Quelle: NWZ vom 06.10.2015

Anlieger fürchten mehr Verkehr

Bürger wehren sich gegen Ausbau von Schulstraße und Sandweg von Thomas Husmann

Sandweg und Schulstraße seien Ausweichstrecken, hieß es. Notfalls solle geklagt werden.

OSTERNBURG - Eine Verschlechterung der Wohnqualität befürchten die Anlieger der Schulstraße und des Sandwegs, wenn diese Straßen, wie von der Stadtverwaltung geplant, saniert und ausgebaut werden (die NWZ berichtete). Das Interesse an den Planungen ist ungebrochen: Rund 50 Personen kamen zur jüngsten Bürgerversammlung ins Gemeindehaus "Arche" am Steenkenweg.

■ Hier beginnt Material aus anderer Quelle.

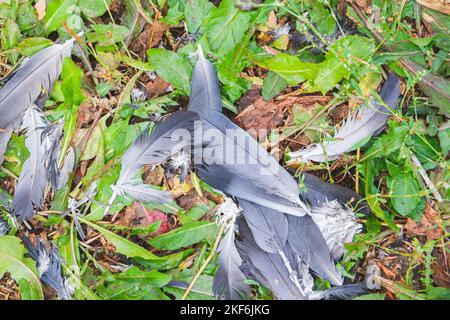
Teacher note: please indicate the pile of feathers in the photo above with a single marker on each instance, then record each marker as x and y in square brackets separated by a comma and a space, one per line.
[276, 234]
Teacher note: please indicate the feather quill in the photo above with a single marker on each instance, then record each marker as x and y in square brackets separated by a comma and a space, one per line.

Die Verschlechterung der Wohnqualität sei durch die zu erwartende starke Verkehrszunahme bedingt, hieß es. Bereits jetzt werde der Sandweg als Schleichweg zur Autobahnauffahrt Osternburg benutzt. Sandweg und Schulstraße seien zudem verkehrlich stark belastet, seitdem sich wegen des Güterverkehrs von und zum Jade-Weser-Port die Schrankenschließzeiten an der Stedinger Straße erheblich verlängert hätten. Gleiches gelte im Übrigen auch für die Bremer Heerstraße. Sandweg und Schulstraße seien Ausweichstrecken. Ein weiteres Anwachsen des Durchgangsverkehrs befürchten die Anlieger durch das Neubaugebiet am Osthafen.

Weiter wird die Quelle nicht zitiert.